After much cogitation I eventually went RAID-less. Why? The only option for hardware RAID was SAS SSDs and given that they are not built on electro-mechanical spinning-rust technology it seemed like the RAID card was just another point of solid-state failure. I combined that with the fact that the RAID card limited me to the relatively slow SAS data-transfer rates that are blown away by what you get with something like an Intel NVME SSD plugged into the PCI bus. Raiding those could be done in software plus $$$ for the NVME SSDs but I already have data-redundancy through a combination of regular backups and streaming replication to identically equipped machines which rarely lag the master by more than a second.

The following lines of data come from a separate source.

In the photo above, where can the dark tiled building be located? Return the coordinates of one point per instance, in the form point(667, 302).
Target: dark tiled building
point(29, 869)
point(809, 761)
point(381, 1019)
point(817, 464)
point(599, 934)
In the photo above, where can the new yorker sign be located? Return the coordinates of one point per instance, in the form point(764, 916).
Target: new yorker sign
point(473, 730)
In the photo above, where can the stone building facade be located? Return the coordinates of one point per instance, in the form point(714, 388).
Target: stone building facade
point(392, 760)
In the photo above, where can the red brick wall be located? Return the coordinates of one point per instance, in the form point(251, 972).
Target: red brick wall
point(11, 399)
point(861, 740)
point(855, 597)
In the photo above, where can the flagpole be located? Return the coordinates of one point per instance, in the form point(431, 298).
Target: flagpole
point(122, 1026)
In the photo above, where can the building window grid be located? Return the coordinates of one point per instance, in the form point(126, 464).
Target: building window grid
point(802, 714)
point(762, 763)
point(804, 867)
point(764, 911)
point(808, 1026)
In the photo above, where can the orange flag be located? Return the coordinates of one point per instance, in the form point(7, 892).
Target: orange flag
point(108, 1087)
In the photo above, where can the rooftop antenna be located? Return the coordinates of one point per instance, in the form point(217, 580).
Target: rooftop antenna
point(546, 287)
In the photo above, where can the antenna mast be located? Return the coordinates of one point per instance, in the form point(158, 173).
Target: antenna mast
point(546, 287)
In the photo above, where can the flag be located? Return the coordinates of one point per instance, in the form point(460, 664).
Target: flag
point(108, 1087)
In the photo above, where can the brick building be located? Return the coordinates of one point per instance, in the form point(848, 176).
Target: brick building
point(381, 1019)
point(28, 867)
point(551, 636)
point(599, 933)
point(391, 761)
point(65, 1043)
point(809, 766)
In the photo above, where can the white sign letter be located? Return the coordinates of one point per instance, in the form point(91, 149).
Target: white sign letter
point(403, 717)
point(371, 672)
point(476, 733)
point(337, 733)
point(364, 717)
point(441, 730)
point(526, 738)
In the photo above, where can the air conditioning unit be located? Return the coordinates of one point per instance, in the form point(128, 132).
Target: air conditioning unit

On Wed, Nov 2, 2016 at 11:40 AM, Joshua D. Drake <jd@commandprompt.com> wrote: > On 11/02/2016 10:03 AM, Steve Atkins wrote: >> >> I'm looking for generic advice on hardware to use for "mid-sized" >> postgresql servers, $5k or a bit more. >> >> There are several good documents from the 9.0 era, but hardware has moved >> on since then, particularly with changes in SSD pricing. >> >> Has anyone seen a more recent discussion of what someone might want for >> PostreSQL in 2017? > > > The rules haven't changed much, more cores (even if a bit slower) is better > than less, as much ram as the budget will allow and: > > SSD > > But make sure you get datacenter/enterprise SSDs. Consider that even a slow > datacenter/enterprise SSD can do 500MB/s random write and read just as fast > if not faster. That means for most installations, a RAID1 is more than > enough.
Just to add that many setups utilizing SSDs are as fast or faster using kernel level RAID as they are with a hardware RAID controller, esp if the RAID controller has caching enabled. We went from 3k to 5k tps to 15 to 18k tps by turnong off caching on modern LSI MegaRAID controllers running RAID5.